Showing posts with label BillionGraves. Show all posts
Showing posts with label BillionGraves. Show all posts

Friday, December 18, 2015

What happened to BillionGraves?

Four months ago I lost my cell phone when trying to take a photo of a gravestone for BillionGraves.

This month my cell phone contract came up for renewal, and when looking for a replacement phone one of my important criteria was a camera of 5 megapixels or better, so that I could use it for the BillionGraves app that I had on my old phone.


The cheapest phone that met those criteria was the Vodafone Smart Grand, so I opted for that, and once I had got it charged up and running I set off (virtually, of course, by pressing the screen icon) for the Google Play Store to download the BillionGraves app.

The only problem was, the app wasn't there.

The icon for the Play Store is on the screen, and there are other apps that can be downloaded (like Evernote), but of BillionGraves there was no sign.

So what has happened?

The BillionGraves web site still seems to be there, but the BillionGraves app has vanished from the Google Play Store.

Has BillionGraves had a fall-out with Google, that they are no longer distributing the app through the Google Play Store so that it has to be sideloaded? Or should I have got a more expensive phone? Or is there something wrong with Vodacom's phones that they don't connect correctly to the Google Play Store?

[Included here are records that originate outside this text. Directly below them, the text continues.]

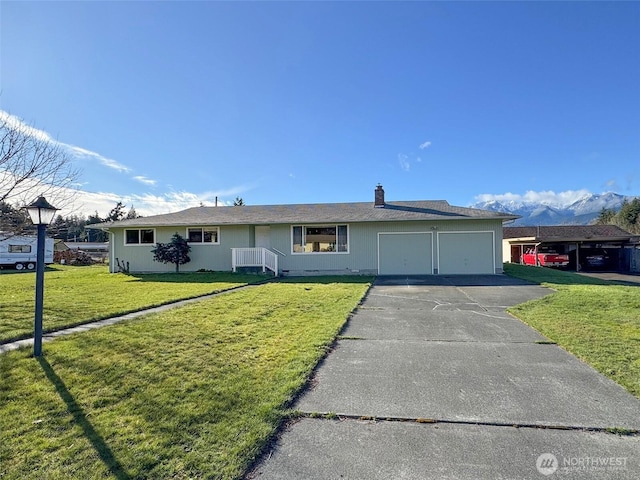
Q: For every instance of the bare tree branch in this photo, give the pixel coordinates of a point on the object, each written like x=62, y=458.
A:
x=32, y=164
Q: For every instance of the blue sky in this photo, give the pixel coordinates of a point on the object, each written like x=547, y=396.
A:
x=164, y=105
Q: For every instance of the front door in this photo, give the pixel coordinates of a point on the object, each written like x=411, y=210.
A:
x=263, y=236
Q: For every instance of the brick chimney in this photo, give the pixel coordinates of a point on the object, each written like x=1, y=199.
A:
x=379, y=197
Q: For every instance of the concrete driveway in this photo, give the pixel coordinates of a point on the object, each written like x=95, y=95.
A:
x=433, y=379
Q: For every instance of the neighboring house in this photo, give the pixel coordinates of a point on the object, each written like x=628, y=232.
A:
x=394, y=238
x=615, y=248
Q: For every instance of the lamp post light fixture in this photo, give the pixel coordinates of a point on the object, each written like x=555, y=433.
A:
x=41, y=213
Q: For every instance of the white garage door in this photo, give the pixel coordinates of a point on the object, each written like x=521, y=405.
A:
x=405, y=254
x=466, y=253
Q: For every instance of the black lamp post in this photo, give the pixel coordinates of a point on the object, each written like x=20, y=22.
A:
x=41, y=213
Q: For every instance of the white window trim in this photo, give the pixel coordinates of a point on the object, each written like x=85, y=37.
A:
x=303, y=226
x=124, y=240
x=208, y=227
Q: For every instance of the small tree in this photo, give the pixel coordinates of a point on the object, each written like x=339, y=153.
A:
x=176, y=251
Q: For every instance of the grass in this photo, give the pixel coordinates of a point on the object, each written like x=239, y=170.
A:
x=193, y=392
x=76, y=295
x=598, y=321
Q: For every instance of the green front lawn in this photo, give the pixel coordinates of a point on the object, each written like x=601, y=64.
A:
x=75, y=295
x=194, y=392
x=597, y=321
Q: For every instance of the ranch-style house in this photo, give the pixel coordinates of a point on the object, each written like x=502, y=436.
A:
x=429, y=237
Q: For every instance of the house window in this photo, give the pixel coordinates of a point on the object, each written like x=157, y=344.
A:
x=139, y=236
x=19, y=248
x=203, y=235
x=320, y=239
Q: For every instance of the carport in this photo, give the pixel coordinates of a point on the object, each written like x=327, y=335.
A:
x=577, y=241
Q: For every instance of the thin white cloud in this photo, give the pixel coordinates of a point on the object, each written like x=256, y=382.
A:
x=403, y=160
x=77, y=152
x=145, y=180
x=148, y=204
x=547, y=197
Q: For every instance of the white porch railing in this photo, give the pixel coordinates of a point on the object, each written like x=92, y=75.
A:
x=254, y=257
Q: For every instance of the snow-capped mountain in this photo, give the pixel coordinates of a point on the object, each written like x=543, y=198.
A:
x=580, y=212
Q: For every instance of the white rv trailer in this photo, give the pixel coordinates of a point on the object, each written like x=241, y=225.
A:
x=20, y=252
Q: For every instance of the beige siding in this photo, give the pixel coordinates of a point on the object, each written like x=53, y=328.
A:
x=361, y=258
x=203, y=256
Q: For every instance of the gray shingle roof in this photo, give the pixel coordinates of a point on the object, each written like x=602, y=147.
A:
x=312, y=213
x=567, y=233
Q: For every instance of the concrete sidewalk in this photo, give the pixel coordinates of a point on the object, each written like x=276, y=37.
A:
x=435, y=380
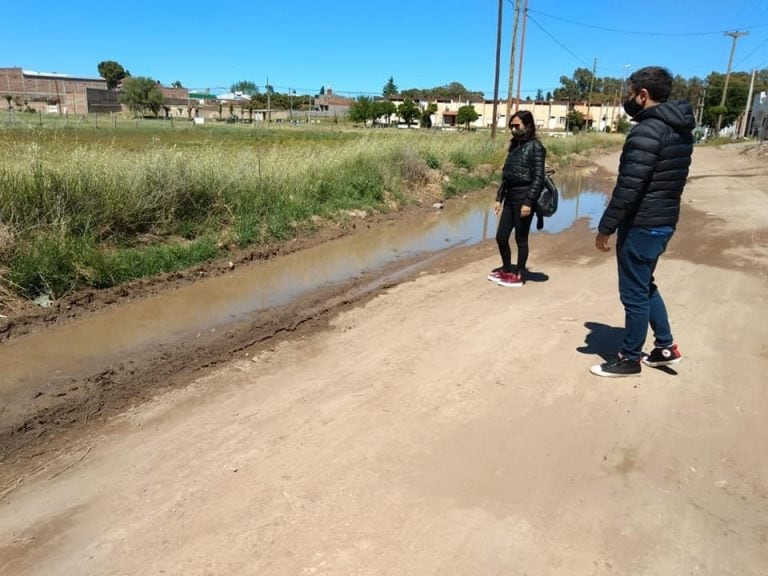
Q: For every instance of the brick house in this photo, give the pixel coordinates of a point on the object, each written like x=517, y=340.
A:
x=63, y=94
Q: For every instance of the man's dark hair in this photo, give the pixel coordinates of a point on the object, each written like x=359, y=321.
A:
x=655, y=79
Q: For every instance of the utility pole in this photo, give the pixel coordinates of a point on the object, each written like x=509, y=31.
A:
x=269, y=110
x=589, y=98
x=522, y=50
x=496, y=77
x=735, y=35
x=745, y=121
x=510, y=89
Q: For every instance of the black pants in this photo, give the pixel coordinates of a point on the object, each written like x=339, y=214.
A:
x=511, y=220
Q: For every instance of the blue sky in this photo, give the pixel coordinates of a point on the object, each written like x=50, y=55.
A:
x=355, y=46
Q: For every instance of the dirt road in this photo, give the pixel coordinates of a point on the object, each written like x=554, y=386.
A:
x=450, y=426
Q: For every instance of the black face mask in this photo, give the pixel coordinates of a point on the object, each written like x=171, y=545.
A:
x=632, y=108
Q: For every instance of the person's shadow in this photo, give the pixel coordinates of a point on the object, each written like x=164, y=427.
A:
x=605, y=341
x=602, y=339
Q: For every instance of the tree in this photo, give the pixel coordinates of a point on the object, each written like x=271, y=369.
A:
x=466, y=114
x=575, y=120
x=141, y=94
x=112, y=72
x=408, y=111
x=426, y=115
x=383, y=108
x=361, y=110
x=246, y=87
x=390, y=89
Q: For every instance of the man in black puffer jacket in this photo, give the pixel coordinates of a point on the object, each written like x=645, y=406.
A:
x=644, y=210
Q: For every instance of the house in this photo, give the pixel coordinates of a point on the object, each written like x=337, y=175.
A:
x=54, y=93
x=758, y=117
x=48, y=92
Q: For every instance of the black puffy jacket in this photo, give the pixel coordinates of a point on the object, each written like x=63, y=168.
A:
x=653, y=169
x=522, y=178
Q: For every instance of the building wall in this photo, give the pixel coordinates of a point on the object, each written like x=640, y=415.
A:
x=547, y=115
x=71, y=95
x=40, y=91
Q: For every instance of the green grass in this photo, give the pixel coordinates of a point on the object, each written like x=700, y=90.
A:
x=95, y=204
x=80, y=201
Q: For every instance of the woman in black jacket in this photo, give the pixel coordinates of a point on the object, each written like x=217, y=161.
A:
x=521, y=185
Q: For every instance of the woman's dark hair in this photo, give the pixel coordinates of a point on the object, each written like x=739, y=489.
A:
x=528, y=123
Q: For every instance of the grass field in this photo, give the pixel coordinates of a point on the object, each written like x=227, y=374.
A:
x=95, y=204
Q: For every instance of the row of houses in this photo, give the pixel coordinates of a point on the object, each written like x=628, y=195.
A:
x=55, y=93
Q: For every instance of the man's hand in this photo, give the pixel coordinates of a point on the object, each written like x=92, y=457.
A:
x=601, y=242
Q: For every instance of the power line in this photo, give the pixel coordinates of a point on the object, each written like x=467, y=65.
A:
x=637, y=32
x=563, y=46
x=753, y=51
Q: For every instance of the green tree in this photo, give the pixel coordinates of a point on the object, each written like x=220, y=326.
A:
x=141, y=94
x=426, y=115
x=112, y=72
x=466, y=115
x=390, y=89
x=386, y=109
x=245, y=86
x=361, y=110
x=575, y=120
x=408, y=111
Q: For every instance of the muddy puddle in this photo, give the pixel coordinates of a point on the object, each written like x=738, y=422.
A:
x=64, y=351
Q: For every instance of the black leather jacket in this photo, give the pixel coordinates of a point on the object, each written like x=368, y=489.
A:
x=522, y=178
x=653, y=169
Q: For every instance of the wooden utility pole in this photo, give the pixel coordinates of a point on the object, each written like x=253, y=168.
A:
x=510, y=89
x=589, y=99
x=735, y=35
x=522, y=51
x=496, y=77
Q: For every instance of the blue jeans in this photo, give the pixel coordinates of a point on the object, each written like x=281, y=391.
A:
x=637, y=251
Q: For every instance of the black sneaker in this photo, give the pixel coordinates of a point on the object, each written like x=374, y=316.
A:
x=617, y=368
x=663, y=356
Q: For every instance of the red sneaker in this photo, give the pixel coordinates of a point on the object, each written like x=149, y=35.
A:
x=509, y=280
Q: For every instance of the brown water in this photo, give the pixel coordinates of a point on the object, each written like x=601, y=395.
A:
x=81, y=345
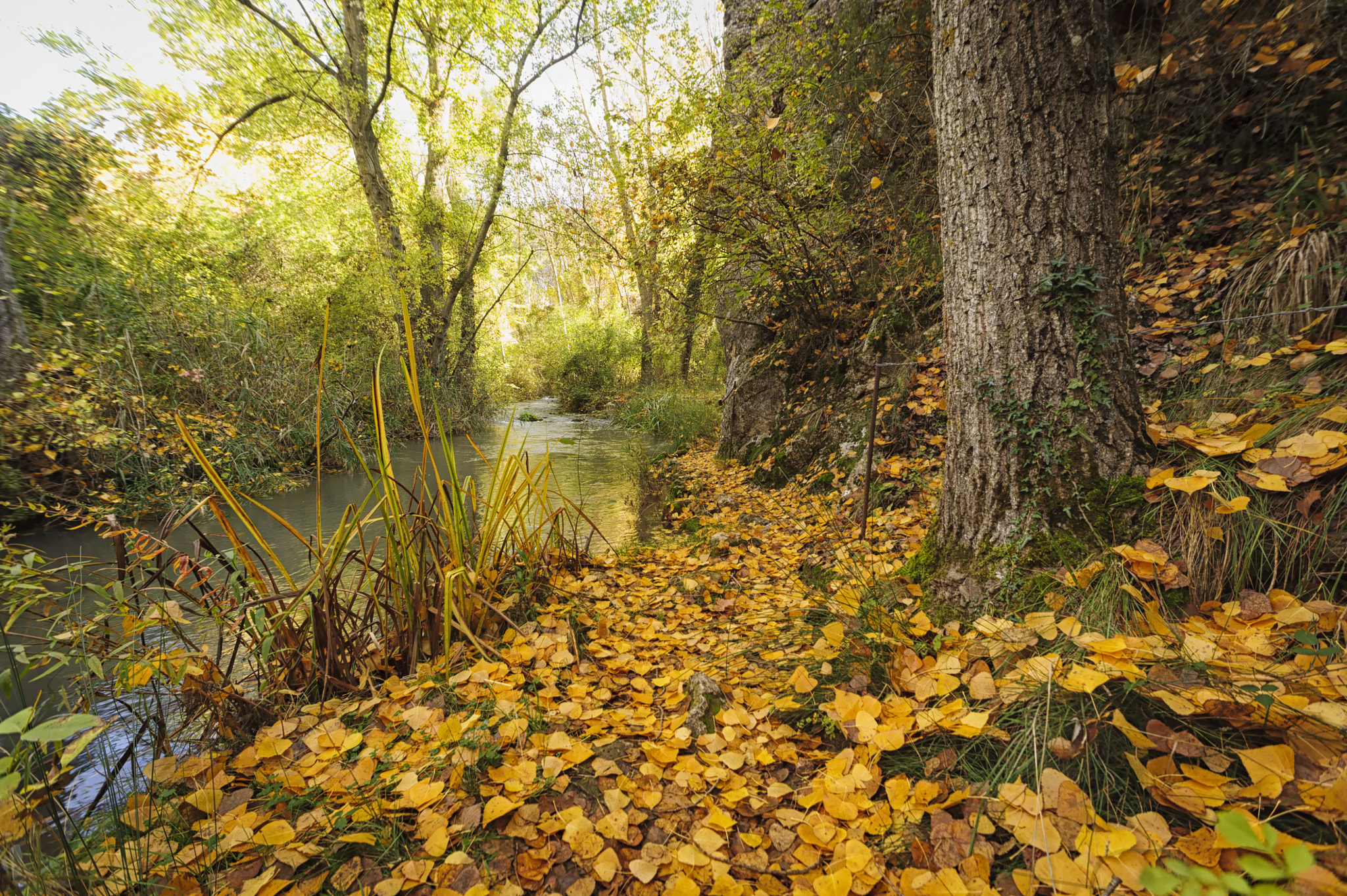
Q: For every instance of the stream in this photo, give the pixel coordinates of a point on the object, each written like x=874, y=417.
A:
x=593, y=467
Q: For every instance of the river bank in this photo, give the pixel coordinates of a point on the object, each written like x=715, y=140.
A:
x=763, y=708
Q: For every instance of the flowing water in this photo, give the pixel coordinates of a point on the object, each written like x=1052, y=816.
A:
x=593, y=469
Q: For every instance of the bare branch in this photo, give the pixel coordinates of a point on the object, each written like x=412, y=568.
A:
x=313, y=27
x=485, y=314
x=255, y=109
x=289, y=34
x=388, y=66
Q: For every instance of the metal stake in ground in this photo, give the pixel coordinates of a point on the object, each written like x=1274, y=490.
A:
x=869, y=451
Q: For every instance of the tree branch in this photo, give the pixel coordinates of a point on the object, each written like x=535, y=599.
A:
x=255, y=109
x=485, y=314
x=289, y=34
x=388, y=66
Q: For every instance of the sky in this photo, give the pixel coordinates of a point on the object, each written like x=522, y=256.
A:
x=30, y=74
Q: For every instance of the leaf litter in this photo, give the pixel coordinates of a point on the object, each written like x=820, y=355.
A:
x=569, y=765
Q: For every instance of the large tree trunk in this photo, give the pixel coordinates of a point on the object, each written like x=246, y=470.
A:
x=14, y=334
x=1042, y=393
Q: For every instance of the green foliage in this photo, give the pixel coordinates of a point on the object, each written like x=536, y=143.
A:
x=677, y=416
x=1267, y=870
x=600, y=361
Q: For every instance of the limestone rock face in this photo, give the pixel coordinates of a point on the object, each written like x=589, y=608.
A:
x=756, y=417
x=705, y=700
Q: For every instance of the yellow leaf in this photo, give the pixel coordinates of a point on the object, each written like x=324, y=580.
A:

I'm sure there are lots of other genealogists who have found the BillionGraves site and the related app useful, so can anyone tell me what has happened? Is it still working for you?

UPDATE 

The good news is that the BillionGraves app is still available. 

The bad news is that if you bought an Android phone in South Africa, which came with pre-installed apps, it will not take you to the real Google Play Store, but only to a very-much censored South African version, which has a much smaller selection of apps.

Here is a workaround:

Go to the Play Store, select the category Communications, and scroll down till you find the Firefox browser. Ignore all the distracting junk it displays about signing in and registering and all the rest. 

Just enter the URL

play.google.com

That should take you to the real Google play store, and not the lame South African one, and there you will find BillionGraves and a lot of other apps that have been withheld from South African Android users. 

It seems that some (many? all?) Android phones sold in South Africda come with the Google Chrome web browser pre-installed as a Wed browser, and the browser is pre-programmed to take you only to the toy Play Store, and not to the real one. Firefox is an independent browser, and is not pre-programmed like that, and will take you where you want to go.



Tuesday, December 27, 2011

Billion Graves

My daughter, who is something of a fundi and enthusiast on Android smartphones, on hearing that I had recently acquired such a phone, and knowing my interest in genealogy, recommended the following "app":

Participate | Billion Graves:
The BillionGraves Project brings people together by making genealogy records available to the public.

Volunteers use smartphones to take GPS-encoded pictures of headstones in cemeteries, which are then uploaded to the Internet and transcribed for easy searching. The information on the headstones is then made available to the public.

BillionGraves software is free, easy to use, and available for desktop computers and smartphones.

There have been several other similar projects, including Find-a-Grave, and several others including a South African one, initiated by the late Peter Holden, and for which Martin Zoellner and I at one time tried to write some recording software. There is also a current project on Ancestry24.

The thing that sounds good to me about the BillionGraves project is that it uses the GPS facilities of cellphones to pinpoint the location of graves. That was something that caused the biggest difficulty when we were trying to develop software for recording monumental inscriptions - recording the locations of graves. It required describing a cemetery and its location, and if different people recorded information at different cemeteries one might end up with the same cemetery appearing several times in the database under different names.

Another thing I like about BillionGraves is that it has both a photo of the headstone, and an index of the names of people on it, making it searchable.

But I also have some doubts -- is there a way to avoid duplication? Some graves might be recorded several times, and others might be missed and not recorded at all.

I might try this out, but I'd also be interersted in having comments from people who have used BillionGraves and other grave recording software and projects, to learn which they find better and why.